The protesters spent the night outside the mental health clinic, woke up on a nearby lawn as the sun rose. By 11 a.m., many of the protesters had left for the nurses’ rally, but they planned to return.

the city closed the clinic at the end of last month along with three others. Two other clinics closed before that, all in a move by the city to consolidate services and work with private mental health organizations.

The Woodlawn clinic was the subject of heated protests before it closed. At one point, 23 people were arrested outside the clinic, after they barricaded themselves in front of the doors using steel gates, piping and quick-dry cement.

Police used a chainsaw to cut through the barricades and hauled the demonstrators away.

Now, anti-NATO protesters are joining in on the cause, calling for “health care, not warfare.”

Richard Del Rio of the Mental Health Movement said he was not surprised that anti-NATO protesters chose to join forces with his group.

“A lot of occupiers are in the city, and they had their pick of places to stay, and a lot of people here believe that there’s a health care crisis in this city – some of them health care professionals. Some of these people have been with us for several weeks now in our campaign, so I’m not surprised at all,” he said.

Protester John Wolverton came all the way from Montana to take a stand.

“I felt that it was quite unjust that Mayor Emanuel was willing to spend millions of dollars to host NATO, and at the same time is closing these clinics down, which is really severely impacting these communities and neighborhoods,” Wolverton said. “We’ve had a lot of local support; a lot of neighbors walking by and talking to us about how important to this place us for a lot of the people that are basically hanging by a thread.”

“See how many millions of dollars we’ve spent on bombs and guns, and not enough on public needs and services like health care,” added another protester, Chris Phillips of New York.
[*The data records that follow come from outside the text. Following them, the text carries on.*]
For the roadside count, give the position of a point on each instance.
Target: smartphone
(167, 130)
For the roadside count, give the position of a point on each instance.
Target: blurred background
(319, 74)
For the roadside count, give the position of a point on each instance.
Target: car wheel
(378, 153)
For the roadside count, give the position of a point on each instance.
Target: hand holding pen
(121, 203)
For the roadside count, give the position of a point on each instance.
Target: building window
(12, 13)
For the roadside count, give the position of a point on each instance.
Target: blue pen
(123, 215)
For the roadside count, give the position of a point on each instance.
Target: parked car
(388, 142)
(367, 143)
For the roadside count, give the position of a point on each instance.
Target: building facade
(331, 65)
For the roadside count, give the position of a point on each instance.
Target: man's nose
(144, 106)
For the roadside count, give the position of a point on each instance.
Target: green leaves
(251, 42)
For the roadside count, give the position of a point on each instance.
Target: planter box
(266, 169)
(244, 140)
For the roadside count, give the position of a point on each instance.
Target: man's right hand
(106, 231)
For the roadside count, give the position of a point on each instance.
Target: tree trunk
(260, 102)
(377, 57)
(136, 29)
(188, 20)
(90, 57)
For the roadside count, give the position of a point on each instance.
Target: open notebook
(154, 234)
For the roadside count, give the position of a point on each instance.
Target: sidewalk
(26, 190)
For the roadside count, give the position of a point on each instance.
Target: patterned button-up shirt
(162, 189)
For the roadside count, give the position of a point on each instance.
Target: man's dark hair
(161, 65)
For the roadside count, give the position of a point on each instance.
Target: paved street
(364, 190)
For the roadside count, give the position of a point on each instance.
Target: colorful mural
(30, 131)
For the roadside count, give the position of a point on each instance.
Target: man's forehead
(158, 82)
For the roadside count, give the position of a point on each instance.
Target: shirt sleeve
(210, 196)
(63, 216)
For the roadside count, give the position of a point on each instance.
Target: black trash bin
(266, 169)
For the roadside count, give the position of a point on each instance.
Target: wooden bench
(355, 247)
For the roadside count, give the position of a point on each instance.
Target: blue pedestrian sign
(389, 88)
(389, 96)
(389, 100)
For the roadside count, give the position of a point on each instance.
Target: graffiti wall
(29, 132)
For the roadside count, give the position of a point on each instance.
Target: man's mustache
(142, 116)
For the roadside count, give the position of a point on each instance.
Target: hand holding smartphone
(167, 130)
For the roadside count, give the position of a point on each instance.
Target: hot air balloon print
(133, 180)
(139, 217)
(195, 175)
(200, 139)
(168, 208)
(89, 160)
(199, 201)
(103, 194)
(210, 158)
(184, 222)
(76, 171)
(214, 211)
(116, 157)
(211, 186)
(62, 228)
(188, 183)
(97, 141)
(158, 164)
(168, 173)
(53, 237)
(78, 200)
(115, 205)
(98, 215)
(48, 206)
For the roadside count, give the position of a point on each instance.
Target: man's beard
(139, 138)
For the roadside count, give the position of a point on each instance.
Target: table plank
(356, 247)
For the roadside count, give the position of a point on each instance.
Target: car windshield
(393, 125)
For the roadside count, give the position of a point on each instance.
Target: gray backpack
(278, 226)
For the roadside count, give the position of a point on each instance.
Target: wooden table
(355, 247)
The protesters say they vow to remain camped outside the Woodlawn clinic until Mayor Rahm Emanuel agrees to keep all six shuttered clinics open and staffed.

“Whether we win here or not, this will stand out as what happens when you do something as irresponsible as closing six clinics with no plan for the patients,” said Tom Westgard of Occupy Chicago.

In response, a city spokesman said in a statement: “The Administration is committed to promoting the health and wellness of Chicagoans in every neighborhood. The Department of Public Health is implementing reforms that will increase the total number of people who will be served by City resources throughout Chicago with high-quality, vital health and mental health services, and better support people without health insurance. Because of these reforms residents will have access to new services, more services, and better services.”